Nos toman el pelo. Unos más que otros, es cierto, pero todos en conjunto. Los perdedores del puño y la rosa más que los ganadores de la gaviota y los que se sientan a dialogar menos que quienes profieren gritos, aunque tanto aquéllos como estos configuren un Congreso convertido en cámara inútil. Se mofan de la democracia y desde luego de los electores unos líderes atrincherados en sus respectivas conveniencias personales, en sus mezquinas ambiciones más o menos confesadas, en sus frustraciones, sus miedos y sus rencores. Exhiben con impudicia su inoperancia, amén de la cobardía preponderante en sus dirigentes, unos partidos ayunos de capacidad negociadora, huérfanos de alternativas constructivas, secuestrados por aparatos convertidos en guardia pretoriana del césar, a quien es menester rendir pleitesía en todo momento y circunstancia si se quiere sobrevivir. Demuestra su agotamiento, necesitado de inaplazables reformas, un sistema electoral merced al cual dos elecciones sucesivas no han dado más fruto que un bloqueo institucional traducido en la derrota de dos candidatos a la investidura, ninguno de los cuales, por cierto, ha tenido el arranque de dignidad suficiente para presentar la dimisión como forma de asumir la responsabilidad de ese fracaso. Hace mucho que la dignidad dejó de cotizar al alza en la política española.

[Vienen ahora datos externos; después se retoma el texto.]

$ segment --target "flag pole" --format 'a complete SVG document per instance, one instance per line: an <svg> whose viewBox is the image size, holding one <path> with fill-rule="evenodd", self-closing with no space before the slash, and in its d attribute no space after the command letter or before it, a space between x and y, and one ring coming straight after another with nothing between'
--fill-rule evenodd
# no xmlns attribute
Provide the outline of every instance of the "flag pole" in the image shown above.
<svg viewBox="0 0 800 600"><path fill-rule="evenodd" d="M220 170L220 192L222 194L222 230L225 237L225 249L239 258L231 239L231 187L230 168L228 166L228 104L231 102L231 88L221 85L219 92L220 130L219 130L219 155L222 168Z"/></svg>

Somos sus rehenes. Rehenes de sus cambalaches y luchas internas. Del ansia de Pedro Sánchez por ganar tiempo a toda costa a fin de salvar su cabeza del hacha de los «barones», necesitados de un chivo expiatorio sobre el que cargar la culpa del descalabro del PSOE y así salvar sus propios cuellos. Del afán irrenunciable de Mariano Rajoy por revalidar su mandato (no el del PP) a cualquier precio. Del cada vez menos disimulado empeño de populares y socialistas por regresar al terreno de juego del bipartidismo, donde la ausencia de intrusos facilitaba el reparto del pastel, no solo por limitarlo a dos porciones, sino por la ausencia de testigos incómodos. De la incompatibilidad intrínseca existente entre las dos fuerzas emergentes, una de las cuales, Ciudadanos, reivindica el legado de la Transición y sus consensos, mientras la otra, Podemos, predica la ruptura revanchista de todo lo logrado entonces en un retorno enfermizo a lo peor del 36. De la histórica deslealtad de los nacionalistas a la Constitución, cuyo texto cometió el error de otorgarles un peso desproporcionado en la toma de decisiones colectivas, equivalente en la práctica a un letal derecho de veto.

Se ríen de nosotros, sin disimulo, cuando plantean volver por tercera vez a las urnas el día de Navidad, para después transigir con que sea el 18 de diciembre. Y el único que pide perdón por esa gigantesca burla es, paradójicamente, quien más ha intentado evitarla, a costa de su credibilidad. ¡Pobre España!